Because we're modifying factory_df in-place, we need to store the original variable costs in a new column:

factory_df[!, :old_variable_cost] = copy(factory_df.variable_cost);

Then, we need a function to scale the :variable_cost column for a particular factory by a value scale:

function scale_variable_cost(df, factory, scale)
    rows = df.factory .== factory
    df[rows, :variable_cost] .=
        round.(Int, df[rows, :old_variable_cost] .* scale)
    return
end

scale_variable_cost (generic function with 1 method)

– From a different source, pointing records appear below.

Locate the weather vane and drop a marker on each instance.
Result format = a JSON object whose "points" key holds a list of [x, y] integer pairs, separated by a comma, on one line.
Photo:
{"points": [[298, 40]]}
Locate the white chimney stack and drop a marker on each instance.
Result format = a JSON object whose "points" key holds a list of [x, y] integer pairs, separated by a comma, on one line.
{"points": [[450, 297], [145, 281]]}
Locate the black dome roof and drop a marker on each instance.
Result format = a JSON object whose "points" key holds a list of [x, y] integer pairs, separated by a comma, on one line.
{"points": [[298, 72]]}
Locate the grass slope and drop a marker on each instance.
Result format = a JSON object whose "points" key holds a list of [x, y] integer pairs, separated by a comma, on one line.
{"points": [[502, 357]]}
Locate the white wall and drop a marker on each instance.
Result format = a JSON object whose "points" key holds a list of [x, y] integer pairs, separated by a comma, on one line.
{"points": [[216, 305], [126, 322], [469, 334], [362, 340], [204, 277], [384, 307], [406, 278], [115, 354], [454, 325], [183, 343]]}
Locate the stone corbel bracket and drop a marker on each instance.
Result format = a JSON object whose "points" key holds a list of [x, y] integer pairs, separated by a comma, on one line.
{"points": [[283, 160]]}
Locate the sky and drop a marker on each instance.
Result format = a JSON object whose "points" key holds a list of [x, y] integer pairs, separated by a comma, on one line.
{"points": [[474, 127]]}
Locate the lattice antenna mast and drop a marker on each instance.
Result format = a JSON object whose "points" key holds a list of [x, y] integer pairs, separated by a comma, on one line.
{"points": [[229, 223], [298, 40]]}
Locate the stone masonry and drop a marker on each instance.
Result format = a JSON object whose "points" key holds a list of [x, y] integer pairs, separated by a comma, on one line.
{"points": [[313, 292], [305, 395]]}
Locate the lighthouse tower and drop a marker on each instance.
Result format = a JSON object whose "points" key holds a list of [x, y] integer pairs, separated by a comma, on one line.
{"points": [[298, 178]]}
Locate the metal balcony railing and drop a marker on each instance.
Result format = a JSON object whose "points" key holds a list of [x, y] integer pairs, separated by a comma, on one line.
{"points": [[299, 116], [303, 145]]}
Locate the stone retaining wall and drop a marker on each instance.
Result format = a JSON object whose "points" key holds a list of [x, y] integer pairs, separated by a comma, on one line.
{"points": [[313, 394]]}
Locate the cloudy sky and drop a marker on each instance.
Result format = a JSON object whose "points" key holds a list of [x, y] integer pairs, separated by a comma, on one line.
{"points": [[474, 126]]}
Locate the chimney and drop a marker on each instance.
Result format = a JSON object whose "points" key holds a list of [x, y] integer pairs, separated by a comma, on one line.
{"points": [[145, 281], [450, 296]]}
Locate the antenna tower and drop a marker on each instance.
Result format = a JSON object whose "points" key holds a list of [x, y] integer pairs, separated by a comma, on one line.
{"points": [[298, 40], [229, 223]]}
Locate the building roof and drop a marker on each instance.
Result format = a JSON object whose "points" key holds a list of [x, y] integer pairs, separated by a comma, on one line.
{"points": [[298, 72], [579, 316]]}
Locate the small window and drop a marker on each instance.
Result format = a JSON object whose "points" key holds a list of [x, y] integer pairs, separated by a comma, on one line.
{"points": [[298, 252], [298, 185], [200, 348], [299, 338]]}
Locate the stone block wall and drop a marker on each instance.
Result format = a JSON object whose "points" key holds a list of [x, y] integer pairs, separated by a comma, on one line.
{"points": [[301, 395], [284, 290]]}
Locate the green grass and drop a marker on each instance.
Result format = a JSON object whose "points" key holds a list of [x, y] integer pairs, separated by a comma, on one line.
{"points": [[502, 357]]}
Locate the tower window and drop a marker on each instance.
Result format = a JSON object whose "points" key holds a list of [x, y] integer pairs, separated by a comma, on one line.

Our experiment is just a nested for-loop, modifying A and B and storing the cost:

for (j, a) in enumerate(scale_factors)
    scale_variable_cost(factory_df, "A", a)
    for (i, b) in enumerate(scale_factors)
        scale_variable_cost(factory_df, "B", b)
        cost[i, j] = solve_factory_scheduling(demand_df, factory_df).cost
    end
end

Let's visualize the cost matrix:

StatsPlots.contour(
    scale_factors,
    scale_factors,
    cost;
    xlabel = "Scale of factory A",
    ylabel = "Scale of factory B",
)

What can you infer from the solution?

Info

The Power Systems tutorial explains a number of other ways you can structure a problem to perform a parametric analysis of the solution. In particular, you can use in-place modification to reduce the time it takes to build and solve the resulting models.